Chapter 497

Bab 497

Apakah makna keberadaan Kamiyo Sakura menjadi istri Pangeran?

Itu hanya omong kosong!

Meskipun Lin Xiao adalah pria yang tidak berguna tanpa ambisi, jika dia bahkan tidak bisa menyelamatkan kekasihnya dari rawa pernikahan politik, pria macam apa dia?

Jika itu dia, dia pasti akan menghargai Sakura Kamiyo.

Seolah -olah dia merasakan tatapan penuh semangat Lin Xiao, saat berurusan dengan Charles, Shen Daiying tidak lupa meluangkan waktu untuk melirik Lin Xiao.Gratis - Gratis - Pertama - Posting β†’ 【Reading EZ】

Melihat satu sama lain, dia nyaris tidak mengangkat sudut mulutnya dan memberi Lin Xiao senyum lembut, seolah -olah menghibur pihak lain untuk tidak mengkhawatirkannya, dia bisa menanganinya, tetapi dia tidak tahu betapa memilukannya senyum pada saat itu sepertinya Lin Xiao.

"Putri Yang Mulia, bahkan jika Anda membenci saya, Anda tidak akan menunjukkan ekspresi seperti itu, kan?
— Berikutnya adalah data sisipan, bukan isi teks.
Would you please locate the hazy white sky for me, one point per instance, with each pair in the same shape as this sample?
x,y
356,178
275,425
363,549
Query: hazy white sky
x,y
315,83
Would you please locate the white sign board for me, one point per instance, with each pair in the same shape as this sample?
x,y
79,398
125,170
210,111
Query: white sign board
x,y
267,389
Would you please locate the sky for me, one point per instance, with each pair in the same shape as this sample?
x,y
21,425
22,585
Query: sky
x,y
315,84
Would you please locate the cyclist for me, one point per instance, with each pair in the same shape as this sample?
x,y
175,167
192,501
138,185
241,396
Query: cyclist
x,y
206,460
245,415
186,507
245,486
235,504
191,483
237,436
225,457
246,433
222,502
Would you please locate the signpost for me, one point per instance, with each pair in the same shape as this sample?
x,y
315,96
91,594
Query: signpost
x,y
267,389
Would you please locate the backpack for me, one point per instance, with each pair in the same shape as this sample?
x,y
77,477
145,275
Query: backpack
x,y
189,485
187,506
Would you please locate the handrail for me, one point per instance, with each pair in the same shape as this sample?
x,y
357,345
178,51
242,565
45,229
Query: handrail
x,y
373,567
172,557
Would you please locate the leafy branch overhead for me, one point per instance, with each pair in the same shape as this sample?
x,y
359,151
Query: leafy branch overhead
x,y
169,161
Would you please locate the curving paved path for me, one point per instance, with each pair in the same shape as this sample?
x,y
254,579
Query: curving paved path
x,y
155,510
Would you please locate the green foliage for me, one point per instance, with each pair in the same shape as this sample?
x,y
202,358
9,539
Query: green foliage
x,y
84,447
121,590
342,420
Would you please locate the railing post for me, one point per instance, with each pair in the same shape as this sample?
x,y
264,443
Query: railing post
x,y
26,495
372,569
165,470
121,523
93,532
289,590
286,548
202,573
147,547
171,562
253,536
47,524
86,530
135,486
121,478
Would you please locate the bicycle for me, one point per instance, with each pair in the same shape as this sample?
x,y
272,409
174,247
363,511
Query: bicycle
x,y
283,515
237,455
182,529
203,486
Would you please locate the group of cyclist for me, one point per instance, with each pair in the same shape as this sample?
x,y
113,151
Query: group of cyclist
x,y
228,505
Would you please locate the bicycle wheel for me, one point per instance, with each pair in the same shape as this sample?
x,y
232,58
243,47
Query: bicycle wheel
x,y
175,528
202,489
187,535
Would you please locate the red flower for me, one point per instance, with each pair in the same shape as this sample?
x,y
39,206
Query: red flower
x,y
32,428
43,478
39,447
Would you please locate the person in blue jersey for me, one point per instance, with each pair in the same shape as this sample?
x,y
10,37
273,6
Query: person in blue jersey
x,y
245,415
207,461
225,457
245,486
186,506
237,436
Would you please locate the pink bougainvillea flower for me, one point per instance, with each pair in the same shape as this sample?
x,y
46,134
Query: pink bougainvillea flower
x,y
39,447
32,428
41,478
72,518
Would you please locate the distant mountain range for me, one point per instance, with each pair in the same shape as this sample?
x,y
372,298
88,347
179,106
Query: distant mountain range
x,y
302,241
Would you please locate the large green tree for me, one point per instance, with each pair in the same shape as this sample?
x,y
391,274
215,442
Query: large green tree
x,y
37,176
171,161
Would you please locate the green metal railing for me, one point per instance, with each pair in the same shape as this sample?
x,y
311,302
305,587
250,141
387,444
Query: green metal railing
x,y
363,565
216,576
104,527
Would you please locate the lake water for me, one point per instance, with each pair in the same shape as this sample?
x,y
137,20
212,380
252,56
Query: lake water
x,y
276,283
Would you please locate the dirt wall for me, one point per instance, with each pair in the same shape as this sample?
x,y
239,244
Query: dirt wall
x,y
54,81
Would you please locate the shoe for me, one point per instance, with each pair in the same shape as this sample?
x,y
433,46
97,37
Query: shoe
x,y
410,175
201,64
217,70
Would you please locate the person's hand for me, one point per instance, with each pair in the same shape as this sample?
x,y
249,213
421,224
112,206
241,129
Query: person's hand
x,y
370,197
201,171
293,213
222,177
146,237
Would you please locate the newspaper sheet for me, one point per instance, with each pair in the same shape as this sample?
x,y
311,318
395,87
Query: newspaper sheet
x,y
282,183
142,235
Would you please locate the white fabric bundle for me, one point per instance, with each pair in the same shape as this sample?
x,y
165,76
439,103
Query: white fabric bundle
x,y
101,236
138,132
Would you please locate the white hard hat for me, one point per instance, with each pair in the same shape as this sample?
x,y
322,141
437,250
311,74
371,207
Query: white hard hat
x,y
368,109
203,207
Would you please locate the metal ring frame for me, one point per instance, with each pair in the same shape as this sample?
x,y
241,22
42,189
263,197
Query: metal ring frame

Dengan cara ini, orang lain secara keliru akan berpikir bahwa saya telah mencampakkan Anda, bukan Anda meninggalkan saya."

"Abaikan sesuatu, pernyataanmu tidak tepat ..." Kamiyo Sakura menjawab dengan canggung.

"Haha, itu benar, bagaimanapun, kamu tidak pernah menerimaku."

"Maaf."

Lin Xiao bingung ketika dia mendengarnya di sebelahnya.

Apa situasinya?Mungkinkah pseudo-girl yang sudah mati ini masih memiliki perasaan untuk Kamiyo Sakura?Dia masih tidak akan melepaskan topinya sebagai "mantan tunangan" dan masih ingin menyalakan kembali hidupnya?

Berita baiknya adalah bahwa meskipun sikap Charles ambigu, Kamiyo Sakura mencoba yang terbaik untuk menjaga jarak darinya, mungkin karena pertunangannya dengan Xisa.

Namun, tidak peduli bagaimana Lin Xiao melihatnya, dia merasa bahwa Kamiyo Sakura terlihat salah.

Dia merasa kepalanya semakin besar untuk beberapa putaran.

Sulit baginya untuk memahami dendam dan kebencian antara keluarga -keluarga kerajaan ini, dan dia hanya bisa menunggu sampai nanti untuk menemukan kesempatan untuk bertanya dengan Luo Jie.

Selain itu, Lin Xiao juga memperoleh informasi.

Charles tampaknya sedang bersiap untuk bersaing atas nama Heinau Academy - dia juga salah satu dari tim empat orang, tetapi dia tidak tahu seberapa kuat dia.

Namun, karakter bernama Devolu, yang dijuluki Golden Lion, tampaknya perlu memberikan perhatian khusus pada Akademi Heinau.

"Yang Mulia, Putri, Anda ..."

"Pangeran Charles!"

Charles juga ingin mengenang masa lalu dengan Sakura Tuhan, tetapi tiba -tiba seorang pemuda berbaju besi bergegas masuk ke luar tenda, dengan penampilan yang tampan, dan meskipun ekspresinya masih serius, kecepatannya yang cepat mengkhianati kecemasan batinnya.

Dia tidak peduli dengan suasana adegan pengamatan, dan berlari lurus dan setengah berlutut di depan Charles, dan berkata dengan keras, "Yang Mulia, tamu ada di sini!"

"Tamu? ... kenapa begitu cepat. Devolu, apakah kamu yakin itu mereka?"